Aleksander Kwaśniewski: Polacy nie idąc na referendum pokazali zdrowy rozsądek
Były prezydent Aleksander Kwaśniewski ocenił, że Polacy - którzy w większości nie poszli na referendum - okazali zdrowy rozsądek. Pokazali, że nie dają się zwodzić politykom - zauważył.
07.09.2015 14:39
- Polacy pokazali, że świetnie rozróżniają, co jest ważne, a co nieważne i świetnie rozróżniają, co naprawdę służy państwu, a co jest tylko grą polityczną związaną z jednymi lub drugimi wyborami - powiedział Kwaśniewski.
Skomentował w ten sposób informacje z PKW dotyczące frekwencji w referendum, które odbyło się w niedzielę. Według cząstkowych danych PKW - ogłoszonych w poniedziałek rano - frekwencja wyniosła 7,48 proc.
- Ja jestem z tego zdrowego rozsądku Polaków naprawdę zadowolony - dodał były prezydent.
Jego zdaniem wynik referendum może być "pewną wskazówką" dla rządzących, choć tak przeprowadzone głosowanie jest jego zdaniem "całkowicie niereprezentatywne". - Poszli - wiadomo - ci, którzy chcą mieć JOW-y. Nie poszli ci, którzy są im przeciwni. Więc ja myślę, że wyciąganie wniosków z tego katastrofalnego referendum może być, ale musi być bardzo ostrożne, bo to mogą być znowu manowce - mówił Kwaśniewski.
- Jeśli miałbym powiedzieć jednym zdaniem czego uczy to referendum, to powiedziałbym: "szanujcie zdrowy rozsądek Polaków". To mocna lekcja, mocne przesłanie - powiedział.
Zaznaczył, że jeśli politycy zechcą zmienić w Polsce ordynację wyborczą, to mogą to zrobić podczas normalnych prac Sejmu - po uprzedniej długiej dyskusji i rozważeniu plusów i minusów różnych rozwiązań.
Zdaniem Kwaśniewskiego niedzielne referendum okazało się "sierotą", a największym niebezpieczeństwem związanym z jego porażką jest to, że instytucja ta może stać się "trochę zabawką, a nie poważną instytucją państwa".
- Gdyby tak było i gdyby ponawiać różne próby referendalne, to obawiam się, że będziemy mieli kilka referendów z bardzo niskimi frekwencjami i w końcu nikt nie będzie już korzystał z tego instrumentu.
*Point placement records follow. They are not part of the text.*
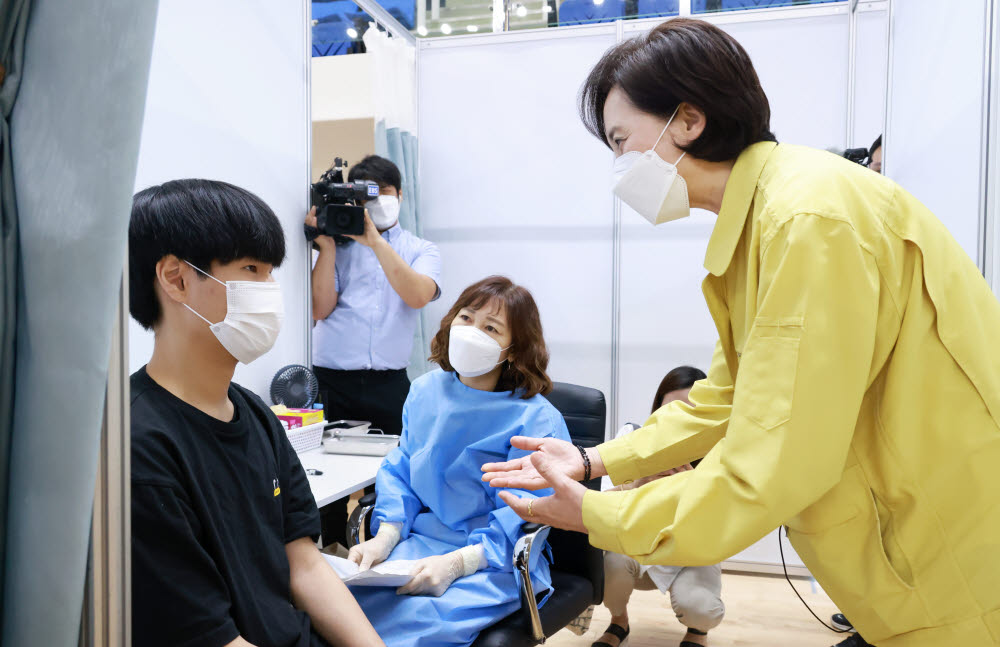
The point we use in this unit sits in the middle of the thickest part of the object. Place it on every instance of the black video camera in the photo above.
(340, 205)
(857, 155)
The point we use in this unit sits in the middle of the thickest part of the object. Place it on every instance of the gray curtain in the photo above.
(401, 147)
(13, 23)
(74, 142)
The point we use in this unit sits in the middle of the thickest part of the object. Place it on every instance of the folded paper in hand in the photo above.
(393, 573)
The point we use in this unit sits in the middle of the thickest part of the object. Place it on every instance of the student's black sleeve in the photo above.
(301, 517)
(179, 598)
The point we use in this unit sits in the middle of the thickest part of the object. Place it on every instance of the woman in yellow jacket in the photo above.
(854, 395)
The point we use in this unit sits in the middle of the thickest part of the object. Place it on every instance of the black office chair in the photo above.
(577, 569)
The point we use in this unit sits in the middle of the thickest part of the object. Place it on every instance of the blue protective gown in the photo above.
(432, 485)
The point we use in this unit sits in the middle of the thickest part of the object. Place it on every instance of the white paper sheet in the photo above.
(394, 573)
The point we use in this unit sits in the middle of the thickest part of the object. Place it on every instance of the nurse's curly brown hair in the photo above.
(524, 370)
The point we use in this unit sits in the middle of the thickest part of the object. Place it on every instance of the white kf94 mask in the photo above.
(254, 312)
(650, 185)
(471, 352)
(384, 211)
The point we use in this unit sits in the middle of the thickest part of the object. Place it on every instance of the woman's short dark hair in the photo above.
(198, 221)
(376, 169)
(525, 375)
(685, 61)
(877, 144)
(682, 377)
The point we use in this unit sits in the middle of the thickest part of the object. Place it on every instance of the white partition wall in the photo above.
(228, 100)
(512, 184)
(935, 145)
(869, 65)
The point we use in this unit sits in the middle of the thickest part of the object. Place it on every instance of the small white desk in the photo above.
(342, 474)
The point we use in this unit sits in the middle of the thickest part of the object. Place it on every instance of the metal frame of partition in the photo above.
(307, 279)
(989, 176)
(624, 29)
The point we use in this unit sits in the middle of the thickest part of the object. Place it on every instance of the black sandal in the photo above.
(618, 632)
(688, 643)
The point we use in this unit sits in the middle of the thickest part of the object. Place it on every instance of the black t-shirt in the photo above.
(213, 505)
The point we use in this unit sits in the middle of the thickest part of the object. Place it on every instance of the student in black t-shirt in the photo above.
(223, 520)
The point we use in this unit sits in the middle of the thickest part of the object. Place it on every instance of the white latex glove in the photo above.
(433, 575)
(376, 550)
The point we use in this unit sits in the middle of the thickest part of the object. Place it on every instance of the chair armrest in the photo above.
(359, 519)
(522, 564)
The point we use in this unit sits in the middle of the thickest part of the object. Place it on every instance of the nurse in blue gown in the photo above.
(432, 503)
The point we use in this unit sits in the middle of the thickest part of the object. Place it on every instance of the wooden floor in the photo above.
(760, 611)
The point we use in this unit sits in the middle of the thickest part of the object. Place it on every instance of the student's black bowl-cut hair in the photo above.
(199, 221)
(376, 169)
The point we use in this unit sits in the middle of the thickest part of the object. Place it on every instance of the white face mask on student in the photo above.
(384, 211)
(471, 352)
(651, 186)
(254, 312)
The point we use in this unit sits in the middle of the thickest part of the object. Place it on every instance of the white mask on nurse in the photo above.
(651, 186)
(254, 312)
(471, 352)
(384, 211)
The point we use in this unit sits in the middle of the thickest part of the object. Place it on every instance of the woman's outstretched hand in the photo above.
(564, 509)
(522, 474)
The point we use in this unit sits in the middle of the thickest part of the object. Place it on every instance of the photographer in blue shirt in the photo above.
(366, 301)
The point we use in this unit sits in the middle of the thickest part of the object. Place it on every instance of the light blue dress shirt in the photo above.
(372, 327)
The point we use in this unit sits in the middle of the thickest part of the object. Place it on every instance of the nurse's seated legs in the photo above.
(223, 520)
(695, 591)
(432, 504)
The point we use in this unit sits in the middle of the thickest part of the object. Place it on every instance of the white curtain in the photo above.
(394, 99)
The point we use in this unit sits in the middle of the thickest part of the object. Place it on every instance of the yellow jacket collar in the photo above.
(740, 189)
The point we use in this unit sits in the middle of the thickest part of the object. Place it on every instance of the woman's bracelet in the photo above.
(586, 463)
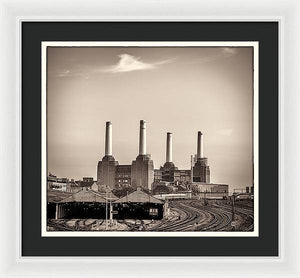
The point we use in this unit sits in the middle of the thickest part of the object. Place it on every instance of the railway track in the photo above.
(193, 216)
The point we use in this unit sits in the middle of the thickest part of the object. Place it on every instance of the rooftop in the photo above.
(138, 196)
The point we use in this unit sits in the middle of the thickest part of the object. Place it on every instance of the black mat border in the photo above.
(35, 32)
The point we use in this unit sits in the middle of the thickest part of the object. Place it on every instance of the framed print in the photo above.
(189, 168)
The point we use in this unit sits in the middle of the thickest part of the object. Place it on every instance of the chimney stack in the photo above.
(199, 145)
(142, 149)
(169, 147)
(108, 139)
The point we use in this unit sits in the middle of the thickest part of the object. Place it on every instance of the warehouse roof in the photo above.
(138, 196)
(54, 196)
(84, 196)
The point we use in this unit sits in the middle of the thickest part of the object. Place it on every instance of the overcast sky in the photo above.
(178, 90)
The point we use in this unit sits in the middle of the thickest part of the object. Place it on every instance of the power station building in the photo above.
(139, 174)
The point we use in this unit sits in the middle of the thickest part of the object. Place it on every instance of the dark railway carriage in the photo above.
(53, 198)
(138, 205)
(82, 205)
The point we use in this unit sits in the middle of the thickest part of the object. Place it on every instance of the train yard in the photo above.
(183, 215)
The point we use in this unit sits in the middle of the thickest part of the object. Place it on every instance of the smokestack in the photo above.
(142, 149)
(200, 145)
(169, 147)
(108, 139)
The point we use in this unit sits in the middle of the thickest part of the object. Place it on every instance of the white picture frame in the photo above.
(288, 17)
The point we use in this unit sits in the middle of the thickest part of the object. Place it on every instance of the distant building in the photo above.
(59, 184)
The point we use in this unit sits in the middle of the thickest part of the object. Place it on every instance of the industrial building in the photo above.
(139, 174)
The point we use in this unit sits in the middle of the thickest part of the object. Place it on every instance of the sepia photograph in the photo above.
(150, 139)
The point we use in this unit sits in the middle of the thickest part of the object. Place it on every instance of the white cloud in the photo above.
(129, 63)
(229, 51)
(225, 131)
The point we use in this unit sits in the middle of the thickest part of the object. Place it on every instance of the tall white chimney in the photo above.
(169, 147)
(199, 145)
(142, 148)
(108, 139)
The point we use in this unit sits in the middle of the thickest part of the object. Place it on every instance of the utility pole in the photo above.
(233, 212)
(110, 209)
(106, 208)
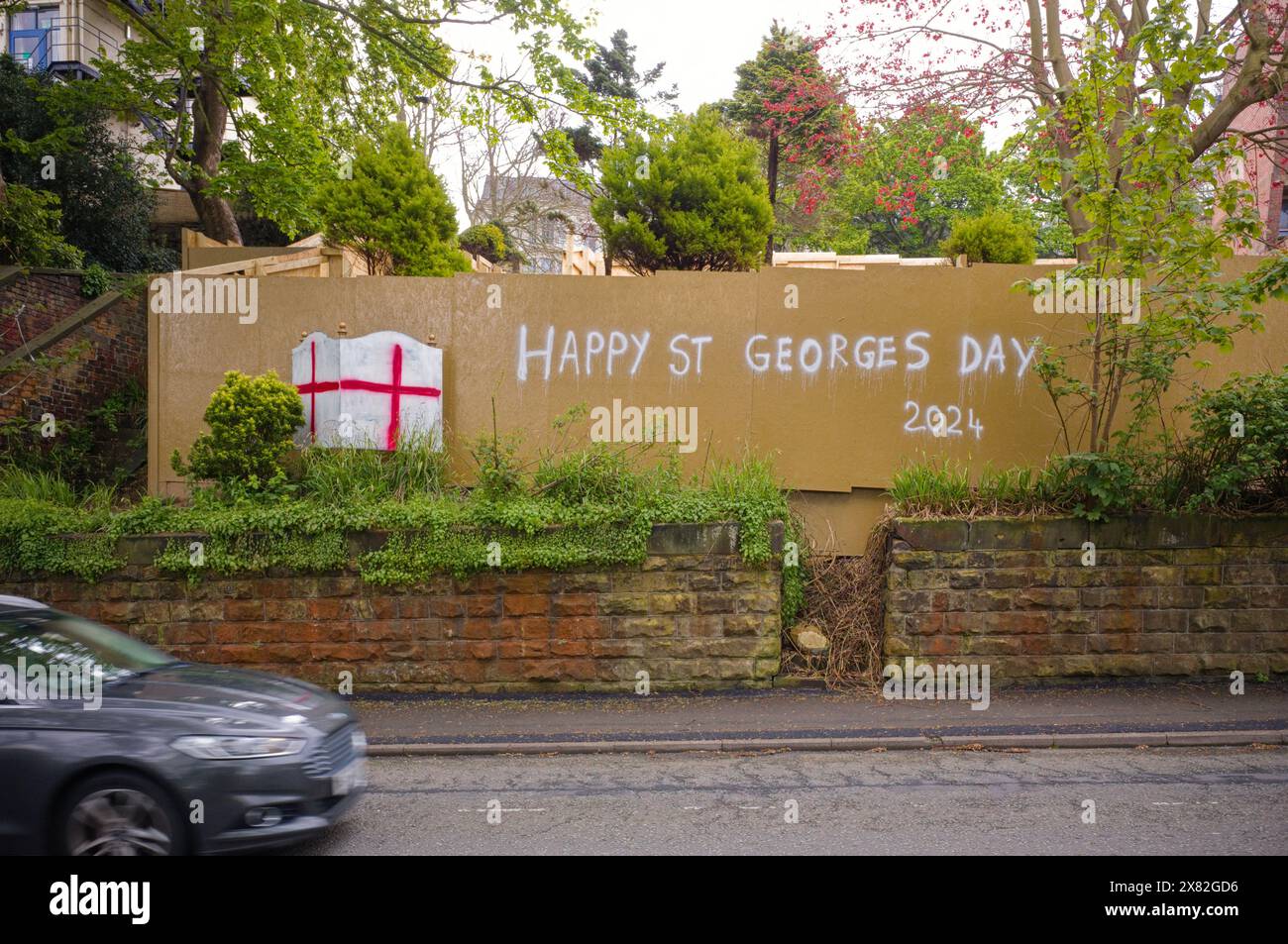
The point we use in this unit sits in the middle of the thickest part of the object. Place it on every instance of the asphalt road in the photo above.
(1155, 801)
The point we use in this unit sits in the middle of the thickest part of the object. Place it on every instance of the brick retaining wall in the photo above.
(692, 614)
(1164, 596)
(116, 338)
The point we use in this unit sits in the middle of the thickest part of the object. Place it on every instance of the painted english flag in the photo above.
(369, 391)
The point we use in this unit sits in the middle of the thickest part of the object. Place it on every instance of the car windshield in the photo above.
(62, 639)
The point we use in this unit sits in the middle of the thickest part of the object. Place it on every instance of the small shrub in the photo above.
(1218, 469)
(252, 423)
(94, 281)
(995, 237)
(484, 240)
(1098, 484)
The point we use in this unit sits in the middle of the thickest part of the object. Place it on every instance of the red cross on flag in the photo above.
(369, 391)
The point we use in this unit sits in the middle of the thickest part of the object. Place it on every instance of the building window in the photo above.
(30, 37)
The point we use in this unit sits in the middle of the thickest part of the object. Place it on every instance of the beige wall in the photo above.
(835, 433)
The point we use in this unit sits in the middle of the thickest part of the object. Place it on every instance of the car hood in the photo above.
(231, 699)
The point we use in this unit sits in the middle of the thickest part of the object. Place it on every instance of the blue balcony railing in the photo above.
(64, 43)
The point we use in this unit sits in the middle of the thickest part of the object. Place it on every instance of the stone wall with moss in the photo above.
(694, 614)
(1145, 595)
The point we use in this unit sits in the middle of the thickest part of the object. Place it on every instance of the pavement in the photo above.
(1125, 713)
(1176, 801)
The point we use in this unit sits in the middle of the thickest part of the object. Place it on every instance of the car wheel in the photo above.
(117, 814)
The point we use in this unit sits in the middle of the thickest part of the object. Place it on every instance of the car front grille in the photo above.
(333, 754)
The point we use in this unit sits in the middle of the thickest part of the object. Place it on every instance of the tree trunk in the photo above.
(209, 120)
(773, 193)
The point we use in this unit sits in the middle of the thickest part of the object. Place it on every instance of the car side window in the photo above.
(33, 642)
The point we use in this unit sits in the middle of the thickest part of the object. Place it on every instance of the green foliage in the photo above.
(567, 513)
(252, 423)
(301, 82)
(1149, 205)
(71, 151)
(394, 210)
(94, 281)
(484, 240)
(43, 536)
(355, 475)
(35, 485)
(1220, 471)
(31, 230)
(915, 175)
(995, 237)
(94, 451)
(1212, 469)
(688, 200)
(1099, 484)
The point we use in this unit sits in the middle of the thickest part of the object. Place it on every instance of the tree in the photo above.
(393, 210)
(610, 72)
(785, 98)
(485, 241)
(692, 198)
(1129, 112)
(103, 192)
(995, 237)
(914, 176)
(30, 224)
(253, 421)
(1029, 59)
(297, 82)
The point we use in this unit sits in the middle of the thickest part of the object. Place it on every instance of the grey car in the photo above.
(174, 758)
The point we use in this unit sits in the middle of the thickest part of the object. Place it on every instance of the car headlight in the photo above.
(213, 747)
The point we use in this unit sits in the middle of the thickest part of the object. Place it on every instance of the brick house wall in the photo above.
(116, 336)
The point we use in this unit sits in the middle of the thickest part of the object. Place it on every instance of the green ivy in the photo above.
(428, 535)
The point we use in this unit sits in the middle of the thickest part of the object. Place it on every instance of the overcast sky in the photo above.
(700, 42)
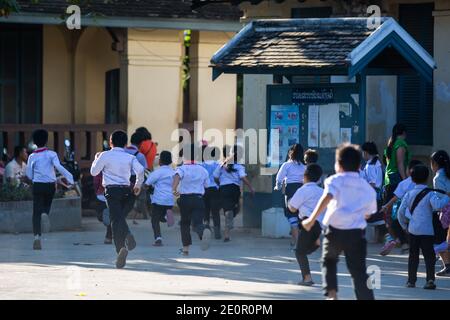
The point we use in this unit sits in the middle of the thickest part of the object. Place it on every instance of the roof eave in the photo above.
(128, 22)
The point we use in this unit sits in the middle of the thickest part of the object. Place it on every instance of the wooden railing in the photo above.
(86, 139)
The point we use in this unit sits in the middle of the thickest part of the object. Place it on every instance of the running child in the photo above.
(291, 175)
(102, 208)
(372, 172)
(162, 200)
(189, 184)
(416, 216)
(396, 235)
(349, 201)
(41, 171)
(311, 156)
(230, 176)
(116, 166)
(304, 201)
(212, 197)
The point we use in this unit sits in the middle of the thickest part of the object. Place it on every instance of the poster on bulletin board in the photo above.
(285, 119)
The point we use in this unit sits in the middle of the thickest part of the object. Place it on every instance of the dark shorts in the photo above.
(229, 197)
(289, 192)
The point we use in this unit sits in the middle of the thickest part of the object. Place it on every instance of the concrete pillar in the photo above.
(255, 88)
(214, 102)
(441, 112)
(154, 82)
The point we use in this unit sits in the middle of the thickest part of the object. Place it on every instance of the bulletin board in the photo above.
(328, 115)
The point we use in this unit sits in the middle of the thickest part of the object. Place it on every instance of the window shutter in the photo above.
(415, 96)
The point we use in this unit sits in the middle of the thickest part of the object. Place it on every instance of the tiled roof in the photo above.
(138, 9)
(294, 43)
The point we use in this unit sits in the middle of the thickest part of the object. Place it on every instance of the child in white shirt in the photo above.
(162, 199)
(304, 201)
(349, 201)
(41, 171)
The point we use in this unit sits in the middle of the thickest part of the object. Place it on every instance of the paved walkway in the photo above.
(77, 265)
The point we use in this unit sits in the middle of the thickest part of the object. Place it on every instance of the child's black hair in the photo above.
(371, 149)
(442, 160)
(40, 137)
(414, 163)
(144, 133)
(119, 138)
(165, 157)
(313, 172)
(295, 153)
(419, 174)
(210, 153)
(18, 150)
(349, 157)
(235, 153)
(136, 139)
(397, 130)
(311, 156)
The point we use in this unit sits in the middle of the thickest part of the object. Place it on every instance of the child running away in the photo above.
(189, 183)
(291, 174)
(116, 166)
(349, 201)
(304, 201)
(162, 199)
(229, 176)
(41, 171)
(416, 216)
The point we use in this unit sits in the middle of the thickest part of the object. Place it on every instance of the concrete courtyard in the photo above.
(77, 265)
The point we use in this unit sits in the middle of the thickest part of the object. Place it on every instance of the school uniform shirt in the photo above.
(403, 187)
(353, 199)
(211, 166)
(14, 171)
(420, 222)
(441, 182)
(373, 173)
(290, 172)
(234, 177)
(193, 179)
(116, 166)
(305, 200)
(41, 167)
(161, 179)
(133, 150)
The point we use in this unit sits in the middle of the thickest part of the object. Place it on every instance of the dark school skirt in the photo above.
(289, 192)
(229, 197)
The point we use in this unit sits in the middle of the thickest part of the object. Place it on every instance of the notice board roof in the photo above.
(322, 45)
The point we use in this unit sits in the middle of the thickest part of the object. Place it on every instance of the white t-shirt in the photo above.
(353, 199)
(305, 200)
(14, 171)
(403, 187)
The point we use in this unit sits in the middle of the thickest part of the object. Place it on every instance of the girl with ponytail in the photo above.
(440, 164)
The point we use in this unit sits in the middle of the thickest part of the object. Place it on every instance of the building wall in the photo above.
(215, 101)
(56, 73)
(154, 82)
(94, 57)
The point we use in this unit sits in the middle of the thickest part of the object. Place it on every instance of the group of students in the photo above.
(416, 217)
(338, 207)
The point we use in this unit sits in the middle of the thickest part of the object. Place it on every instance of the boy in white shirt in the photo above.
(416, 216)
(162, 199)
(116, 166)
(41, 171)
(349, 201)
(304, 201)
(189, 183)
(396, 234)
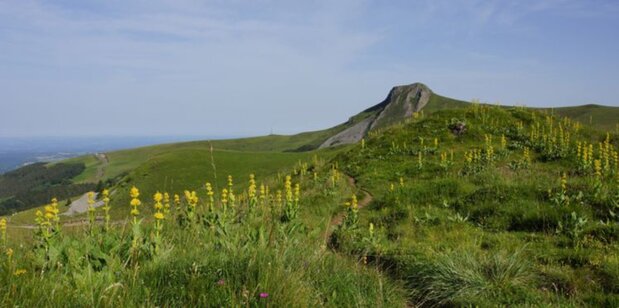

A moim zdaniem są sprawy w Polsce, gdzie referendum może być niezwykle ważne i potrzebne, jak choćby wejście Polski do strefy euro - mówił b. prezydent.
Według Kwaśniewskiego właśnie to jest "fundamentalna kwestia konstytucyjna, fundamentalna kwestia gospodarcza i to jest też zasadnicza kwestia dotycząca przyszłości Polski", a nie to, czy sześcioletnie dzieci są przygotowane, by pójść do szkoły. - Bo o czym tu może decydować vox populi - jedno jest, a inne nie jest - skomentował.
Były prezydent był też pytany, czy spodziewa się też niskiej frekwencji w październikowych wyborach parlamentarnych.
- Polaryzacja jest duża, a kampania będzie jeszcze ostrzejsza. Myślę, że trup będzie słał się gęsto, a atmosfera będzie gorąca i w związku z tym frekwencja będzie stosunkowo wysoka" - ocenił. Jak mówił, PO będzie walczyła o swoją pozycję, a dla PiS "może to być może ostatnia okazja, by objąć rządy". Dodał, że jego zdaniem PO traci popularność nie z powodu referendum. - PO płaci za coś większego, za 8 lat rządzenia, za niespełnione obietnice, za znużenie związane z tą formacją polityczną; referendum to jest tylko taki elemencik - mówił Kwaśniewski.
Według cząstkowych danych, przedstawionych rano przez PKW, na pytanie czy jest Pani/Pan za wprowadzeniem jednomandatowych okręgów wyborczych w wyborach do Sejmu "tak" odpowiedziało 79,88 proc głosujących.
Pozytywnej odpowiedzi na pytanie czy jest Pani/Pan za utrzymaniem dotychczasowego sposobu finansowania partii politycznych z budżetu państwa udzieliło, według porannych danych PKW, 16,44 proc.
"Tak" na pytanie czy jest Pani/Pan za wprowadzeniem zasady ogólnej rozstrzygania wątpliwości co do wykładni przepisów prawa podatkowego na korzyść podatnika odpowiedziało 94,22 proc. uczestniczących w referendum.